Outcomes on ART among children and adolescents in Latin America

Mortality in children with human immunodeficiency virus initiating treatment: a six-cohort study in Latin America.

Luque MT, Jenkins CA, Shepherd BE, Padgett D, Rouzier V, Succi RC, Machado DM, McGowan CC, Vermund SH, Pinto JA. J Pediatr. 2017 Jan 9. pii: S0022-3476(16)31433-0. doi: 10.1016/j.jpeds.2016.12.034. [Epub ahead of print]

Objectives: To assess the risks of and factors associated with mortality, loss to follow-up, and changing regimens after children with HIV infected perinatally initiate combination antiretroviral therapy (cART) in Latin America and the Caribbean.

Study design: This 1997-2013 retrospective cohort study included 1174 antiretroviral therapy-naive, perinatally infected children who started cART when they were younger than 18 years of age (median 4.7 years; IQR 1.7-8.8) at 1 of 6 cohorts from Argentina, Brazil, Haiti, and Honduras, within the Caribbean, Central and South America Network for HIV Epidemiology. Median follow-up was 5.6 years (IQR 2.3-9.3). Study outcomes were all-cause mortality, loss to follow-up, and major changes/interruption/stopping of cART. We used Cox proportional hazards models stratified by site to examine the association between predictors and times to death or changing regimens.

Results: Only 52% started cART at younger than 5 years of age; 19% began a protease inhibitor. At cART initiation, median CD4 count was 472 cells/mm3 (IQR 201-902); median CD4% was 16% (IQR 10-23). Probability of death was high in the first year of cART: 0.06 (95% CI 0.04-0.07). Five years after cART initiation, the cumulative mortality incidence was 0.12 (95% CI 0.10-0.14). Cumulative incidences for loss to follow-up and regimen change after 5 years were 0.16 (95% 0.14-0.18) and 0.30 (95% 0.26-0.34), respectively. Younger children had the greatest risk of mortality, whereas older children had the greatest risk of being lost to follow-up or changing regimens.

Conclusions: Innovative clinical and community approaches are needed for quality improvement in the pediatric care of HIV in the Americas.

Abstract access [1]

Editor’s notes: Despite the dramatic declines in mortality with antiretroviral therapy (ART), mortality rates among children living with HIV still remain substantially higher than in the general paediatric population in high-income settings, such as in the United States of America. Mortality rates after ART initiation are even higher in sub-Saharan Africa, likely because children initiate ART at older ages and at more advanced stages of disease. There are, however, no data available for Latin America and the Caribbean, which has had a mostly stable epidemic with a slowly declining adult HIV incidence over the past decade.

In this retrospective cohort study, the authors investigate mortality, loss-to-follow-up (LTFU) and regimen change among children who acquired HIV in the perinatal period from Argentina, Haiti, Honduras and Brazil. They initiated ART aged below 18 years. About half of all children started ART aged over five years, and a third had clinical AIDS by the time they initiated ART. This would suggest that paediatric HIV programmes in this region face similar challenges to those seen in African programmes, including failure of prevention of mother-to-child HIV transmission (PMTCT) programmes and late diagnosis of children.

As expected, a low baseline CD4 count and clinical AIDS at baseline were both associated with an increased risk of mortality.
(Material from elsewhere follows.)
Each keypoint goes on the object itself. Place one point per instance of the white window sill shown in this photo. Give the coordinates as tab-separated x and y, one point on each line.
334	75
Importantly, younger age at starting ART was also associated with an increased hazard of death, as was being an adolescent (although the association was weaker). The most likely reason for this is that the youngest children placed on ART may have been initiated following presentation with fast-progressing disease, and would therefore have a higher risk of death than comparatively healthier and stable older children. The higher risk of death among the adolescents likely reflects delayed diagnosis of slow-progressors in adolescence.   

Another important finding was the significantly higher risk of LTFU and regimen change in adolescents compared to younger children. This finding, also noted in African and high-income setting cohorts, highlights the challenges of retaining adolescents in care, addressing treatment fatigue, and possibly increased risk of attrition from care during transitioning from paediatric to adult services. 

In summary, HIV care outcomes in children in Latin America and the Caribbean appear to be similar to those reported in other settings. Together, they highlight the pressing need for strengthening prevention of mother-to-child HIV transmission programmes, particularly follow-up and prompt testing of HIV-exposed infants. It also emphasizes the need for innovative approaches to support children to stay in care and maintain long-term adherence.